The matter has been referred to me by the district court “for the purpose of holding proceedings related to Plaintiffs’ [contempt] motion.” [Dkt. # 80]. As my authority is limited in cases where the parties have not consented to a magistrate judge’s jurisdiction and in matters of civil contempt, see 28 U.S.C. Sec. 636(b)(1); Sec. 636(e)(6), I am confined to issuing a Report and Recommendation which the parties have the right to seek review de novo. 28 U.S.C. Sec. 636(b)(1); Sec. 636(e)(6); Fed.R.Civ.P. 72(b). Unfortunately, all three Orders in this case failed to comply with the uncompromisingly clear and unqualified language of Fed.R.Civ.P. 65(d)(1). As the Seventh Circuit has recently reiterated,
“Fed. R. Civ. P. 65(d)(1)( c) forbids incorporating another document . . . by reference.” BankDirect Capital Fin., LLC v. Capital Premium Fin., Inc., 912 F.3d 1054, 1057 (7th Cir. 2019).
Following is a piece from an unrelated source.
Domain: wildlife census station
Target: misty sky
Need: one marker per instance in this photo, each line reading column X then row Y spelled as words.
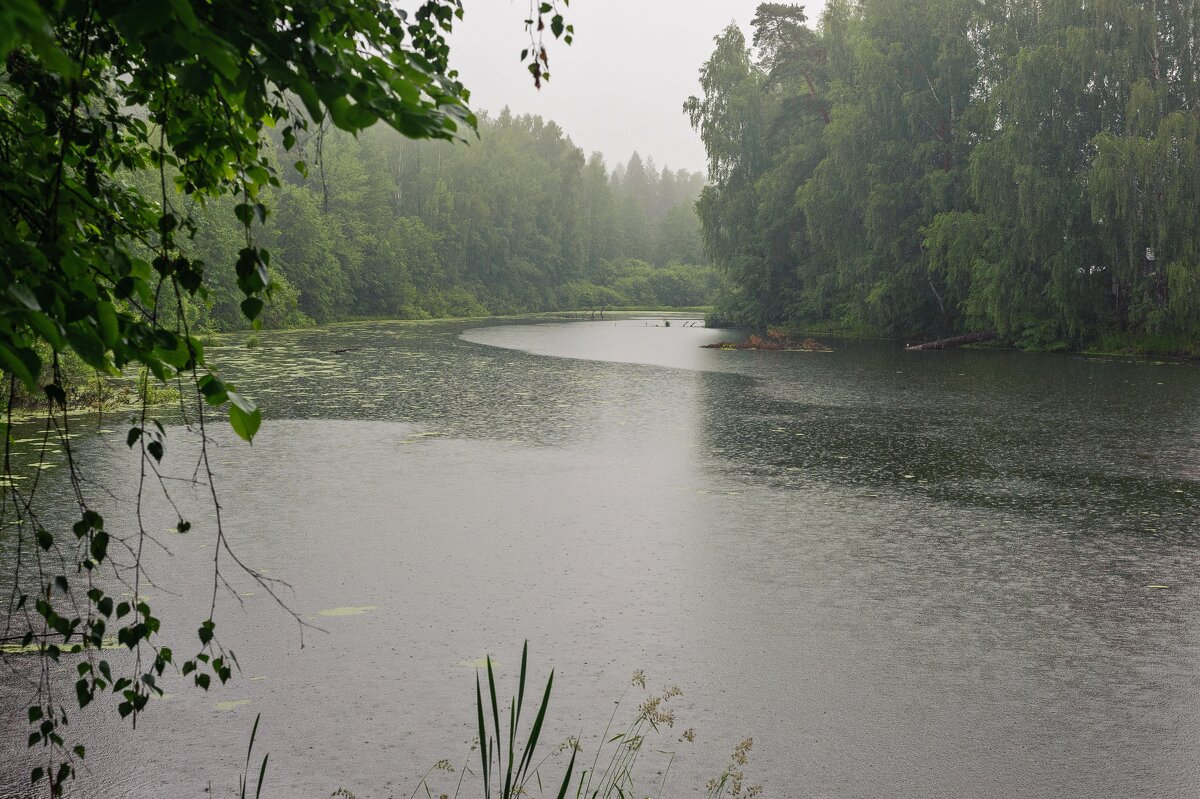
column 622, row 84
See also Eli Lilly & Co. v. Arla Foods, Inc., 893 F.3d 375, 384 (7th Cir. 2018)(“Rule 65 requires that every 2 injunction . . . ‘describe in reasonable detail – and not by referring to the complaint or other document – the act or acts restrained or required.’”)(Emphasis supplied). This specific and mandatory requirement “spares courts and litigants from struggling over an injunction’s scope and meaning by informing those who are enjoined of the specific conduct regulated by the injunction and
subject to contempt.” Patriot Homes, Inc. v. Forest River Hous., Inc., 512 F.3d 412, 415 (7th Cir. 2008). Prior to the motion for contempt, none of the parties raised any concern about Rule 65(d)(1)(C)’s unambiguous and mandatory restrictions, which passed silently and unnoticed by counsel on both sides. This is not to diminish the responsibility of the judicial officers who issued and approved the Orders. The inescapable reality is that all judges make mistakes at one time or another. Fujisawa Pharmaceutical Co., Ltd. v. Kapoor, 115 F.3d 1332 (1997). See also, Willy v.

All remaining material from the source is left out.